Yukarıda açıklanan nedenlerden dolayı, davalı tasfiye memurunun bütün temyiz itirazlarının reddiyle usul ve kanuna uygun bulunan hükmün ONANMASINA, ……….. oybirliğiyle karar verildi.”

Dolayısıyla gerek kanunun lafzında gerekseYargıtay kararlarından görüldüğü üzere tasfiye işlemlerinin eksik olması halinde şirketin ihyasının mahkemeden talep edileceği açık olup somut olayda da sicilden terkin edilen şirketin üye işyeri borçlarının tamamının ödenebilmesi için şirketin ihyası gerekmektedir.

5-)İş bu yukarıda arz ve izah ettiğimiz sebepler neticesinde TTK.547/1 maddesi gereğince huzurdaki bu davayı açma zarureti hasıl olmuştur.

HUKUKİ SEBEPLER : TBK, TTK, HMK, vs ilgili tüm yasal mevzuat.

HUKUKİ DELİLLER : Davalı delillerinin tarafımıza tebliği akabinde ek ve mukabil delil sunma hakkımız saklı kalmak kaydı ile;

1-)Üye İşyeri SözleşmesiSözleşmesi, Başvuru FormuVe Şirket İmza Sirküleri,

2-)-Şirketin Kapanmadığını Gösterir İstanbul Ticaret Sicil Müdürlüğü Kaydı ve Gümrük Bakanlığı Mersis Kaydı

3-) X Yevmiye numaralı ihtarname

4-) İstanbul X İcra Dairesi X Esas sayılı dosyası( celbini talep ederiz)

5-) Şirket kayıtları ve defterleri, ticaret sicil kayıtları

6-) Bilirkişi incelemesi

7-) Tanık

8) Yemin,

9-) İsticvap

10-) İçtihat, Yargıtay kararları, Doktrin

11-)Tüm banka kayıtları da dahil olmak üzere ikamesi mümkün her türlü yasal delil.

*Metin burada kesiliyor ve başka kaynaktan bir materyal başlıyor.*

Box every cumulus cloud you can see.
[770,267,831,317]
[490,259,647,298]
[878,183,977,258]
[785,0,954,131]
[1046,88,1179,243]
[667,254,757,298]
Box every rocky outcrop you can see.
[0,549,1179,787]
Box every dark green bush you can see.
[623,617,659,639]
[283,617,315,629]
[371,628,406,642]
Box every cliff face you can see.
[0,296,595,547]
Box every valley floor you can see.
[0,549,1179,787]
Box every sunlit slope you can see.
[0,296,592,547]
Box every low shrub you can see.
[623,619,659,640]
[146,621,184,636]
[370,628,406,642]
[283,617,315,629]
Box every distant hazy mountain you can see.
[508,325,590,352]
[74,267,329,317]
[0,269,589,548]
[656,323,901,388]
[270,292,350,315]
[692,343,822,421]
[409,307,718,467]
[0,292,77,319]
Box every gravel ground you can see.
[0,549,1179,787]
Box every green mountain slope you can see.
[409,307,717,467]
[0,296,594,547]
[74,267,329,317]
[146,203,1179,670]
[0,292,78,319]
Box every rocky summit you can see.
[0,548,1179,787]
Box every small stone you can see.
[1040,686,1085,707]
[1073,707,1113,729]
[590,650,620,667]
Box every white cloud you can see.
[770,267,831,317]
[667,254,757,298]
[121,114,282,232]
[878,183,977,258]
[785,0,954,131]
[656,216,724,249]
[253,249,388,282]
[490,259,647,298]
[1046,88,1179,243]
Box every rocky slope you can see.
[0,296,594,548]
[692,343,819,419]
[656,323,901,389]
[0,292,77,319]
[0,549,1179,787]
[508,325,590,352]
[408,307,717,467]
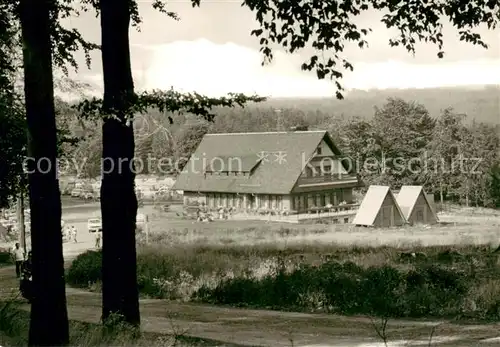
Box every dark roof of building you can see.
[173,131,356,194]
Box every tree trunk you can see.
[20,0,69,346]
[100,0,140,325]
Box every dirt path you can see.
[0,267,500,347]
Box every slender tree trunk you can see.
[439,181,444,211]
[17,192,26,253]
[20,0,69,346]
[100,0,140,325]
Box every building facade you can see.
[173,131,360,213]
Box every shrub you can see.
[68,242,500,318]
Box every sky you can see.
[66,0,500,97]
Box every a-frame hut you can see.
[352,186,406,228]
[396,186,438,224]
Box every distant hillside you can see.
[259,85,500,124]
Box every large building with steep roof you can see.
[173,130,360,213]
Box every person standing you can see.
[13,242,24,278]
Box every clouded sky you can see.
[63,0,500,96]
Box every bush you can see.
[193,262,474,317]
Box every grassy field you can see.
[64,205,500,319]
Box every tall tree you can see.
[19,0,69,346]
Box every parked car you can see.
[80,190,94,200]
[87,218,102,233]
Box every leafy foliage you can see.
[239,0,500,99]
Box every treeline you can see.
[66,98,500,207]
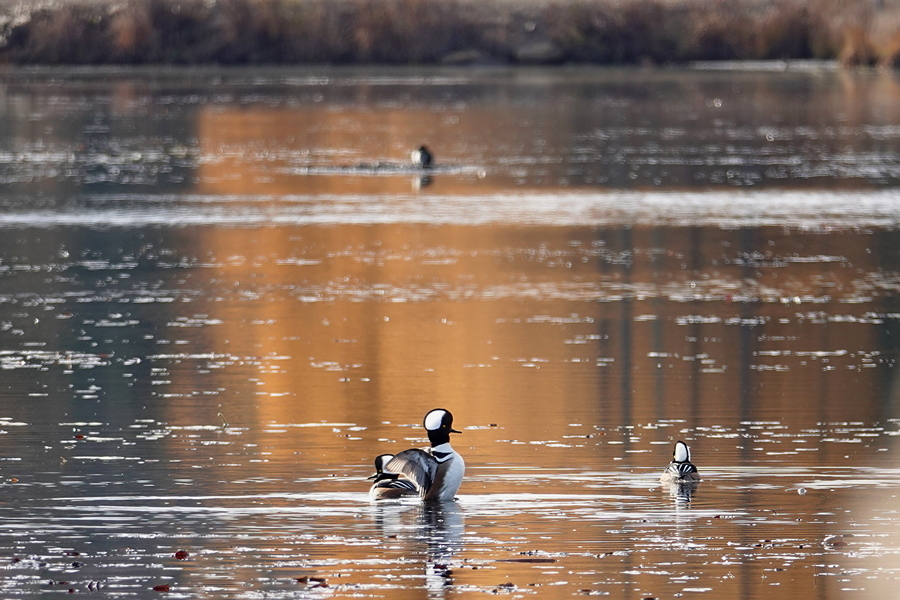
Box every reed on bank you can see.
[0,0,900,66]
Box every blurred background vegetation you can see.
[0,0,900,67]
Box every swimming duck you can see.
[369,454,419,500]
[659,440,700,483]
[382,408,466,502]
[409,146,434,169]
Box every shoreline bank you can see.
[0,0,900,67]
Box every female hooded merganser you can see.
[382,408,466,502]
[409,146,434,169]
[659,440,700,483]
[369,454,419,500]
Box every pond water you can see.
[0,64,900,600]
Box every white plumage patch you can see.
[673,442,691,462]
[425,410,447,431]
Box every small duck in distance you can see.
[369,454,419,500]
[409,146,434,169]
[659,440,700,483]
[370,408,466,502]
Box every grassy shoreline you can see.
[0,0,900,67]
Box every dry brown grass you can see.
[0,0,900,66]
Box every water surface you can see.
[0,65,900,599]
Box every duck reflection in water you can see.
[373,501,465,598]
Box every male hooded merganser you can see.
[374,408,466,502]
[409,146,434,169]
[659,440,700,483]
[369,454,419,500]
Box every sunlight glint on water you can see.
[0,69,900,600]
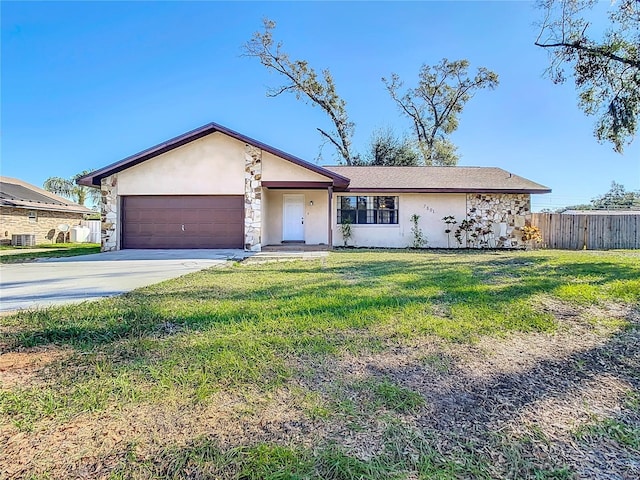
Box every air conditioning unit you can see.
[11,233,36,247]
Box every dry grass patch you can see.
[0,251,640,480]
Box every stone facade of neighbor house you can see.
[467,193,531,248]
[0,207,84,245]
[244,143,262,251]
[100,175,120,252]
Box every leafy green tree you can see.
[382,58,499,165]
[591,182,640,209]
[354,128,420,167]
[43,170,102,205]
[535,0,640,153]
[243,18,355,165]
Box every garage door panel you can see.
[122,195,244,248]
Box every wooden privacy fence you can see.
[531,213,640,250]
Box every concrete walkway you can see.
[0,250,252,312]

NETİCE VE TALEP: Yukarıda arz ve izah olunan sebepler ve resen göz önüne alınacak nedenlerle, fazlaya ilişkin haklarımız saklı kalmak kaydıyla;

1- 19/10/2015 tarihinde sicil kaydı silinerek sicilden resen terkin olunan X’in İHYASINA,

2- Yargılama gideri ve vekalet ücretinin davalılar üzerinde bırakılmasına karar verilmesini sayın mahkemenizden saygılarımızla vekaleten arz ve talep ederiz.

DAVACI VEKİLİ

Şirketin İhyası Davası Dilekçesi -3-

ADANA NÖBETÇİ TİCARET MAHKEMESİNE

DAVACI:

VEKİLİ:

DAVALI:

KONU: Şirketin ihyası davasıdır.

AÇIKLAMALAR:

1)Müvekkil, X’i hasım göstererek X Ticaret Mahkemesi nezdinde X Esas sayılı dosya ile kat karşılığı inşaat sözleşmesinden kaynaklanan eksik ifa işlerinin ve bedellerinin tahsili için dava açmıştır. Yapılan yargılama sürecinde ……………nin  tasfiye olduğu ve Ticaret Sicil Müdürlüğü’nden kaydının silindiği anlaşılmıştır. X Ticaret Mahkemesi’nde açılan davada taraf teşkilinin sağlanması açısından işbu davayı açmak için tarafımıza mehil verilmiştir.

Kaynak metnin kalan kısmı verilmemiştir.